Le préfixe CIS, en latin, signifie: de l’autre côté, au delà de…. Le terme CISJORDANIE n’a donc aucune connotation politique; il ne réfère pas au pays connu sous le nom de Jordanie mais plutôt à un lieu, défini géographiquement comme étant situé au delà du Jourdain. Au delà du Jourdain, du moins pour ceux qui habitent de l’autre côté…
En anglais, on dit West Bank – littéralement, « rive occidentale ». On aurait pu dire « Jordan River’s West Bank » – rive occidentale du Jourdain, ce qui correspond tout à fait à l’idée que traduit finalement le mot Cisjordanie. Si bien que Cisjordanie et WestBank sont deux synonymes, quoi qu’en dise l’honorable Monsieur Jourdain, à qui Molière a omis de lui faire donner des leçons de sémantique.
Haro sur les colonies juives; parlons plutôt d’implantations, ma mère!
Monsieur Jourdan s’insurge également contre l’expression « colonies juives », en raison de sa connotation « colonialiste ». IMPLANTATIONS lui semblerait préférable.
L’économie de la langue voudrait que l’on parle plutôt d’ÉTABLISSEMENTS. Je rappelle à ce moliéresque personnage – dont on dit qu’il enseignerat la médecine – qu’un implant mammaire, c’est l’introduction d’un corps étranger sous l’épiderme de la femme, un peu comme les « implantations israéliennes » sont l’introduction d’étrangers au milieu d’une population qui manifeste des signes de rejet évidents.
S’il dit que ça lui convient, c’est qu’il n’a pas vraiment compris…
Enfin, je suggère à Monsieur Jourdain de rechercher sur l’excellent site LINGUEE la traduction que donnent de l’expression « Israeli settlements » diverses sources qui publient aussi bien en anglais qu’en français. Il en ressortira pantois; presque invariablement, en effet, l’expression est traduite par « colonies juives« … J’aime bien la formule adoptée par Linguee; plutôt que d’énumérer des mots, Linguee énumère des phrases, ce qui permet d’apprécier le contexte et d’en arriver à une compréhension plus juste.
Et, Israël n’a jamais implanté des colonies, mais bien des maisons!!!, hurlera un autre ici-même, en ces pages.
Combien il en faut, papa, des maisons, pour qu’on puisse appeler ça une colonie, demanda le Petit Prince?
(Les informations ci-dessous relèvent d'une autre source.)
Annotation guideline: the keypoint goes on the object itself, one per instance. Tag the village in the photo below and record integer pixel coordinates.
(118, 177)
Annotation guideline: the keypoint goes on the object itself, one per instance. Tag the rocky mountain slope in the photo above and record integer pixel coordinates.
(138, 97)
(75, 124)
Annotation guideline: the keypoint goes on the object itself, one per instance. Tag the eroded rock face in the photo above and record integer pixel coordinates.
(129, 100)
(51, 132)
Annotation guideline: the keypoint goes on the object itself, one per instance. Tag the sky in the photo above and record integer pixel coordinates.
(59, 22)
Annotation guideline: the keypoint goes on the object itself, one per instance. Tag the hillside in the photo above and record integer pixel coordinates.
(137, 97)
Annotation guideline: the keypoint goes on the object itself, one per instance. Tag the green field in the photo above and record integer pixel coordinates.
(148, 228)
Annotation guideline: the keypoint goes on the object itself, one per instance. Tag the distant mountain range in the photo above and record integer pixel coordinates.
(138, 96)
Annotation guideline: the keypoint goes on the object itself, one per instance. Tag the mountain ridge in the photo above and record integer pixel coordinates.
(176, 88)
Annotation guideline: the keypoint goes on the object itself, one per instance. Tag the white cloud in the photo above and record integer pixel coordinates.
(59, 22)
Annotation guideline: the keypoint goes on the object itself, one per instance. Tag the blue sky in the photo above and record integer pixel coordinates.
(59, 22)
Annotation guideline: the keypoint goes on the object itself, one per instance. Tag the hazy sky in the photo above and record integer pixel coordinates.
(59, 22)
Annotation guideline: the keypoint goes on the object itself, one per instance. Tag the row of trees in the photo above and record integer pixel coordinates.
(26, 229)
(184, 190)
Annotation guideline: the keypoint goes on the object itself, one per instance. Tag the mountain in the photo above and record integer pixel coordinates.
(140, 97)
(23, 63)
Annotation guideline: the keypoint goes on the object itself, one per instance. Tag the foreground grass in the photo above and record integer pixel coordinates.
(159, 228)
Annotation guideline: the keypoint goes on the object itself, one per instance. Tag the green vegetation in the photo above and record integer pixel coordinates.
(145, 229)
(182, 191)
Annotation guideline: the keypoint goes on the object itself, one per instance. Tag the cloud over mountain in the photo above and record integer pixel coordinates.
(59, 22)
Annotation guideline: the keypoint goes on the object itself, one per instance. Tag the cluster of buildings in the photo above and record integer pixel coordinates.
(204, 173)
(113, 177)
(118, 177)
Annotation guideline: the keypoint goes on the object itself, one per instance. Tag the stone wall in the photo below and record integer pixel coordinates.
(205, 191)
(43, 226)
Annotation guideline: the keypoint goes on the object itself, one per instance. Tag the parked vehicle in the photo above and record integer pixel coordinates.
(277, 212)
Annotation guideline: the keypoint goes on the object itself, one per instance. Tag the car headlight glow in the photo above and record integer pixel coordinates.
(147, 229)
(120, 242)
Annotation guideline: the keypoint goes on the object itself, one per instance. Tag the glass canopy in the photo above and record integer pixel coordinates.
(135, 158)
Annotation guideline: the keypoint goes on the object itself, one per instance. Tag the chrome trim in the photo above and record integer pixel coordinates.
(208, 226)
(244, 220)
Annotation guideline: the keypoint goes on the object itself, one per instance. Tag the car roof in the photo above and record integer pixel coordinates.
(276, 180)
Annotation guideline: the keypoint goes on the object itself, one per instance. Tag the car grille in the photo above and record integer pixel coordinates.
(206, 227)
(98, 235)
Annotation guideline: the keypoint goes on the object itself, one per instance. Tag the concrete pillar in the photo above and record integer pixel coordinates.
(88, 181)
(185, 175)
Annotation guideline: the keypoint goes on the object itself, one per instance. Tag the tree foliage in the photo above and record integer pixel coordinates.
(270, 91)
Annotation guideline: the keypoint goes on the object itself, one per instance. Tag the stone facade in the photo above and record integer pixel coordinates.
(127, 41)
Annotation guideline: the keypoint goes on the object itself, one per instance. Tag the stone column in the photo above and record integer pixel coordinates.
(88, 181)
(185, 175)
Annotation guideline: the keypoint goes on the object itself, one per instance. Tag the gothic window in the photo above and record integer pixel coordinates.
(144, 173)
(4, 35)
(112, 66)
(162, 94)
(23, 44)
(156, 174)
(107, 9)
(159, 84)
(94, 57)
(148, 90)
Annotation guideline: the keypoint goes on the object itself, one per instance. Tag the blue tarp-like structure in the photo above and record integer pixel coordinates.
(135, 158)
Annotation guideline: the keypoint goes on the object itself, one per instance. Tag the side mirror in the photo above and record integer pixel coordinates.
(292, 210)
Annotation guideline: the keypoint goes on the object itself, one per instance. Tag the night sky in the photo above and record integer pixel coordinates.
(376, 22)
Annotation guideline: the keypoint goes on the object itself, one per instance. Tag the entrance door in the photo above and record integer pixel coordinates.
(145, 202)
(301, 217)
Comme St-Exupéry n’avait pas entendu la question, elle demeura sans réponse. Mais le vent l’a soufflée jusqu’en Abitibi, où j’ai pu la recueillir. Pour le cas où il vivrait encore, je fais donc au Petit Prince la réponse qu’autrefois le sphinx m’avait apprise: et à toi, Petit Prince, combien il te faut de doigts pour que tu puisses tenir la rose à la main?
Une main, ce sont des doigts rassemblés en colonie autour d’une paume.
Les sauvages
L’homme en a également contre la juxtaposition des termes « colonies » et « sauvages« . Je conviens sans peine que le terme « sauvage » peut suggérer une image négative. Comme dans « battu sauvagement« . Mais le terme n’est pas péjoratif en soi: plus elle est sauvage, et plus la nature est belle. Le chevreuil est une bête sauvage; sauvage, dans le sens de farouche, non apprivoisée. Magnifique, mais pas très « sauvage », dans le sens de féroce, comme l’entend plutôt Monsieur Jourdain!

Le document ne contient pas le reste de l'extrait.